From the Viewsroom

Pitfalls of ‘innovative’ courses

Mohini Chandola | Updated on August 05, 2020

College admissions should be synced with new course combos

Last week, the Union Cabinet approved the National Education Policy 2020, which seeks to replace the existing education system with a more ‘holistic’ alternative. The NEP states that there will be no rigid separation of streams for students in secondary schools — thereby offering more flexibility in picking subject combinations. The intent behind this new policy is to give students the freedom to choose their subjects instead of opting for given sets of disciplines.

However, the policy does not state if the same flexibility will be extended to college admission criteria, especially in the medical and engineering fields, which require at least three compulsory subjects to qualify for the entrance exams. The new policy for students pursuing medical and engineering options appears somewhat irrelevant, as three out of five subjects are already chosen by default. Also, with a plethora of new subjects introduced in the NEP, it is easy for a student to be misguided, leading her to pick an inappropriate combination. The wrong combination may leave students in the lurch, if it does not match the eligibility of higher educational institutes. Can a humanities student with mathematics pursue engineering? Can a commerce student with biology sit for NEET? More clarity is called for.

The policy seems to benefit humanities students, who can opt for a wide range of subjects. Unlike the science fields, most general colleges require only one or two mandatory subjects.

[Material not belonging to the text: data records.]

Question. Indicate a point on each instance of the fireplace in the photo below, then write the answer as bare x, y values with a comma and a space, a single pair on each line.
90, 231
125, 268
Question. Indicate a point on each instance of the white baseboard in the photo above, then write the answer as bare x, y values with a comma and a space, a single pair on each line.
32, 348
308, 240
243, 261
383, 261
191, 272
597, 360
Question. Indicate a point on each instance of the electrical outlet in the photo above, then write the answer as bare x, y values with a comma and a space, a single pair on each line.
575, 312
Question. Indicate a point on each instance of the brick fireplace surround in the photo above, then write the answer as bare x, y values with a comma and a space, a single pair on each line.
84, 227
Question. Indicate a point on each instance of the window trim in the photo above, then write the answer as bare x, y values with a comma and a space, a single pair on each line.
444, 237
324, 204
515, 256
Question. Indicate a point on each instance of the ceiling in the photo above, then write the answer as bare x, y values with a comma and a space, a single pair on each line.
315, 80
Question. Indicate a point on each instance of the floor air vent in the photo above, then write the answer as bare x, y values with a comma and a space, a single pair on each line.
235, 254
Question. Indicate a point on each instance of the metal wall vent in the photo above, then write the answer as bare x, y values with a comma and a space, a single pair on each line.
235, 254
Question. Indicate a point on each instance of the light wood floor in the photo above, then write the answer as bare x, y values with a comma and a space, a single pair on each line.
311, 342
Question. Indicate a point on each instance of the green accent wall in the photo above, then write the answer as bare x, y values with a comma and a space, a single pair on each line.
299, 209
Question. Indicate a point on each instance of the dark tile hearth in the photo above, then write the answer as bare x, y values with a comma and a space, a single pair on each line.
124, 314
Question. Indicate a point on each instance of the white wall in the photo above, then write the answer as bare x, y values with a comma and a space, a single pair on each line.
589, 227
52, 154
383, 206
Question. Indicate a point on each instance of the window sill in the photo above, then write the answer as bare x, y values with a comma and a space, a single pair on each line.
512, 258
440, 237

The romantic notion of choosing any randomised set for securing admission for a preferred course, for the sake of inclusivity, is short-sighted and unrealistic. There should be provisions to change the set or switch a subject over the four-year high-school period. With limitless combinations, parents and students need to be assured of fairplay in admissions. Unless colleges alter criteria and become transparent in selection, ‘multi-disciplinary learning’ in schools will serve no long-term purpose. The arbitrary categorisation of compulsory and optional subjects in the policy must be explained.